In theory, Congress can only appropriate funds within the federal debt limit.  The bill would raise the debt limit to $11.315 trillion.  There is also a law affectionately referred to on the Hill as “PAYGO” [click here for Wikipedia’s explanation of PAYGO], which provides that Congress cannot pass a law involving US credit unless it can “find” funds to cover the potential liability.  The Congressional Budget Office will “score” the bail-out bill and determine what is the potential liability under agreed assumptions.  Reading CBO’s explanation of the costs of a given version of the bill is most informative [see CBO’s letter to Barney Frank , for example, in which we are told that $700 billion is the amount that may be outstanding at any one time]. So, if you are into that sort of thing, you may be interested to see how CBO scores different versions of the bill and what assumptions are used.  The devil is in the details, as they say.  Sometimes making absurd assumptions is the only way the guys on the Hill can make the numbers work for PAYGO.  CBO can be expected to be a real thorn in the side of the Administration in getting this bill passed.  Much to the consternation of Paulson and his tribe, who fought for off-balance-sheet treatment, CBO has already declared this to be an on-balance-sheet item.

The Senate Appropriations Committee is chaired by Robert Byrd of West Virginia.  Go here to see this committee’s web page.  Go here to see its members.   The House Appropriations Committee is chaired by Dave Obey of Wisconsin.  Go here to see this committee’s web page and go here to see its members.  At this writing, there is no draft of a bail-out bill on the Appropriations Committee site, so we are left to assume that the substantive committee (Financial Services) is taking the lead and that the appropriations bill would follow if the House and Senate pass the substantive bill.

The Financial Services Subcommittee of the Committee on Appropriations in the House has jurisdiction over funding of the US Treasury.  In the Senate, the Financial Services and General Government Subcommittee (chaired by Dick Durban of Illinois) would have jurisdiction. Whether subcommittee membership is relevant in this highly visible, highly political piece of legislation is anybody’s guess.

HOW CAN YOU GET A COPY OF PENDING LEGISLATION?
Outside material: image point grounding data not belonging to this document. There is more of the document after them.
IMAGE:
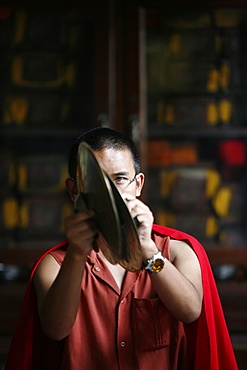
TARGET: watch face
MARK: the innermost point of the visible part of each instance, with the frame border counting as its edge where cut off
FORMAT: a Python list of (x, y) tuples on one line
[(158, 265)]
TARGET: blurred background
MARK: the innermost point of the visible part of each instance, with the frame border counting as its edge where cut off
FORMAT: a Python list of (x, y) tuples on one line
[(170, 74)]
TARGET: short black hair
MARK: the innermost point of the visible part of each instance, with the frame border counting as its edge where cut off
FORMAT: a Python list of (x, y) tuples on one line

The Library of Congress’s “THOMAS” webpage for tracking of pending legislation is at http://thomas.loc.gov/.  Frankly, I find this page difficult to use if I don’t know the exact name or number of a bill.  However, this is the definitive source and is where I would look for the language of the conference committee bills and the final legislation when it is enacted. There will be side-by-side comparisons of the House and Senate versions of the bill, assuming they are different. In the meantime, an easier way to find the current version(s) of the bail-out bill is to go on the web pages of the appropriate committees. Remember, there should be both a House version and a Senate version of at least two bills: the appropriations bill and the bill with the substantive authorizations.

HOW I KNOW THESE THINGS

I worked and lived in the DC area for about 16 years.  I lived on Capitol Hill for six years and belonged to a church six blocks from the US Capitol, where I got to know a lot of Congressional staffers and lobbyists.  I’m probably one of the few people who has lived next door to two Members of Congress (they were married to each other).  I lobbied and testified before committees of the House and Senate in connection with an age discrimination bill that arose out of a seminal US Supreme Court case in which my mother was the plaintiff.  The bill ultimately was adopted as the Older Workers Benefit Act of 1990.  A subsidiary of the law firm at which I was an associate and then partner lobbied Congress on housing-related issues. I also worked a lead financial advisor to the Federal Housing Administration at the Department of Housing and Urban Development and in that capacity, have worked with the financial and budgetary ramifications of a various budget, appropriation and legislative proposals.   What I know only scratches the surface, but I offer it in hopes that you will use this as a jumping-off place.